The Symphony was completed early in 1926, and scheduled for its premiere in May, though his family’s economic hardship was so severe at the time that Shostakovich could not afford to have the parts copied and the score published. The Conservatory, as a gesture of faith in the young composer’s talent, underwrote the expenses, and the Symphony was first displayed to the world on May 12th. It was an immediate success. Shostakovich was proclaimed the leader of the first generation of post-Revolution Soviet composers (Prokofiev had left for the West in 1918), and the twenty-year-old musician became a celebrity at home and abroad in a matter of months. The conductor Bruno Walter performed the First Symphony in Berlin in 1927, and Leopold Stokowski led the Philadelphia Orchestra in the score’s American premiere a year later. Each year for the rest of his life, Shostakovich set aside May 12th as the day he celebrated his “birthday as a composer.”

“I sensed that music was not merely a combination of sounds, arranged in a particular order, but an art capable of expressing through its own means the most varied ideas and feelings,” wrote Shostakovich. In many later works, those “ideas and feelings” were specifically political in nature, but this Symphony is primarily an aesthetic expression rather than a tonal tract. The first movement follows a form derived from traditional sonata-allegro. The exposition consists of four theme groups, presented almost like large tiles in a mosaic: a melody with long notes presented by the solo trumpet, with a cheeky retort from the bassoon; a scalar theme punctuated by spiky intervals given by the violins alone; a mock-march strutted out by the clarinet; and a cockeyed waltz from the flute. All four themes are whipped together in the development, which reaches a noisy climax before the themes are recapitulated — backwards. First the waltz is heard (flute again), then the mock-march (low strings), followed by the long-note melody (clarinet) and a compressed version of the scalar tune (briefly, in the lower strings). This music exudes the distinctive personality, technical craftsmanship and wry wit that mark the best of Shostakovich’s works.

The second movement is a sardonic scherzo built on a cocky theme initiated by the clarinet. The woodwind-dominated trio, contrasting in mood and meter, is icy and detached in its quiet intensity. The third movement, full of pathos, begins with a lamenting theme for the oboe. A short, rhetorical gesture insinuates itself as accompaniment, and serves as transition to the second theme, a dirge, again entrusted to the oboe. Both themes are recalled, with the rhetorical gesture used as the bridge to the finale. A swell on the snare drum leads directly to the slow introduction of the closing movement. A snappy, chromatic melody from the clarinet is followed at some distance by the movement’s second theme, a broad melody with Tchaikovskian sweep (and Prokofievian “wrong notes”). These two themes, along with the rhetorical gesture (in mirror image — i.e., rising rather than falling) dominate the remainder of the movement, which ends with a stentorian proclamation from the full orchestra.

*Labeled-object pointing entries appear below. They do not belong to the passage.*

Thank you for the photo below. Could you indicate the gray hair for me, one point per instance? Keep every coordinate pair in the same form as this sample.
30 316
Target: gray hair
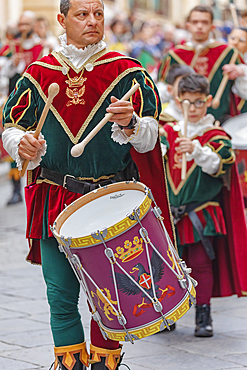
66 4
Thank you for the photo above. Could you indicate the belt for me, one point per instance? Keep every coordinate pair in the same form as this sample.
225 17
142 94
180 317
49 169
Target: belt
82 187
178 213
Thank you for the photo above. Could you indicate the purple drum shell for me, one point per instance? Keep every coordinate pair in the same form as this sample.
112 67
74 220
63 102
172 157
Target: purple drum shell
98 266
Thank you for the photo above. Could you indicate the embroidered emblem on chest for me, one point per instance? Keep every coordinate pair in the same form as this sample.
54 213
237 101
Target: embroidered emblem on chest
75 90
201 66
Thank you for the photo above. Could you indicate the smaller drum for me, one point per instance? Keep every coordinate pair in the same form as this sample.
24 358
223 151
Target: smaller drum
237 128
117 244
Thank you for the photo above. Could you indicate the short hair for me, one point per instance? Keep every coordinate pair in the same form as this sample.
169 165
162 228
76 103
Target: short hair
202 9
178 70
242 29
193 83
66 4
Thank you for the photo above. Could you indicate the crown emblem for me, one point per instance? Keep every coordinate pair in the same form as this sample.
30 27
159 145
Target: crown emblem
76 81
130 250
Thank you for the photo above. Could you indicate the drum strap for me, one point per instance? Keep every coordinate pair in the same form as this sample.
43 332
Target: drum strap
83 187
179 212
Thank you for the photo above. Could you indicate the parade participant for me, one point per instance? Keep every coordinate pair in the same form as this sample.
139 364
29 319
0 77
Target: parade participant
91 80
238 40
171 111
23 49
207 233
212 60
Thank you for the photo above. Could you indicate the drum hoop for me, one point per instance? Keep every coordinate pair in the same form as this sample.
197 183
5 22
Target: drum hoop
113 230
153 327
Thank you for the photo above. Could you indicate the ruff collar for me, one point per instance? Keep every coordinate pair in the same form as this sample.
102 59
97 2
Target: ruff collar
198 128
79 56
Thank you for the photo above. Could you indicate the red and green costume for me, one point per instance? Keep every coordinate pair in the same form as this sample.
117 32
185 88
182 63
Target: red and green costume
209 64
80 105
220 210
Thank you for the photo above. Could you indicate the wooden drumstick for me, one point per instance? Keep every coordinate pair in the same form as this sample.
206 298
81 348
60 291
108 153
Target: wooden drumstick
234 15
221 88
198 51
53 90
78 149
186 106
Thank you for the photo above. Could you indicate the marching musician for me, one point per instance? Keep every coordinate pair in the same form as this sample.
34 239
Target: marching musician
209 217
212 61
91 80
20 51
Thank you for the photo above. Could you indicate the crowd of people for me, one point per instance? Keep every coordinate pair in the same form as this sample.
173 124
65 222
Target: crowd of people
189 68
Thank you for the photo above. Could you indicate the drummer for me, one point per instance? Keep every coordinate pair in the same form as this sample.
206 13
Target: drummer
92 80
197 205
212 62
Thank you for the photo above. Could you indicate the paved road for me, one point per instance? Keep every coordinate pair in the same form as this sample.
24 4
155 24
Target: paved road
25 337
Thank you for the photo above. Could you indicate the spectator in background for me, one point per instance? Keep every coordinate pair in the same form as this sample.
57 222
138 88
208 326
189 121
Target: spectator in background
42 29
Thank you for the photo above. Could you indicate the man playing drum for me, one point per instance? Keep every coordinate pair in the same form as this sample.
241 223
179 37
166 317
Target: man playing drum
91 80
209 58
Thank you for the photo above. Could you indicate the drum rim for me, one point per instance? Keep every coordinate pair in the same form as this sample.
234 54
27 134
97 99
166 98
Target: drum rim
93 195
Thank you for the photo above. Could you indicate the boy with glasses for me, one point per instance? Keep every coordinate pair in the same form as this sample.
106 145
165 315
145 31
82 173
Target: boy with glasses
196 203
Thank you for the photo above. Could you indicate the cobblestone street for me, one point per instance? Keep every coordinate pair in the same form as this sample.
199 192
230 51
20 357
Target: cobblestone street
25 337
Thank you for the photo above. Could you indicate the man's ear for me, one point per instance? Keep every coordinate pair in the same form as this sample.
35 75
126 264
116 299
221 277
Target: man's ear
177 102
61 20
209 101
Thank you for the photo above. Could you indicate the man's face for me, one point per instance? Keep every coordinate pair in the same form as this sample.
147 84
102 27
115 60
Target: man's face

Of this invigorating work by the nineteen-year-old Shostakovich, Donald N. Ferguson wrote, “The style is perhaps more spontaneous than in any first symphony since Schumann’s. There is no pondering of the elaborate process which is ordinarily supposed to be indispensable in symphonic structure. Indeed, the charm of the work is largely owing to the absence of all recondite devices, in whose place there is a bubbling enthusiasm as infectious as the laughter of a child. Childlike, perhaps, is also the insouciant transition from one theme to another, at any moment when the idea under discussion, whether exhausted or not, has lost its grip on the composer’s attention.”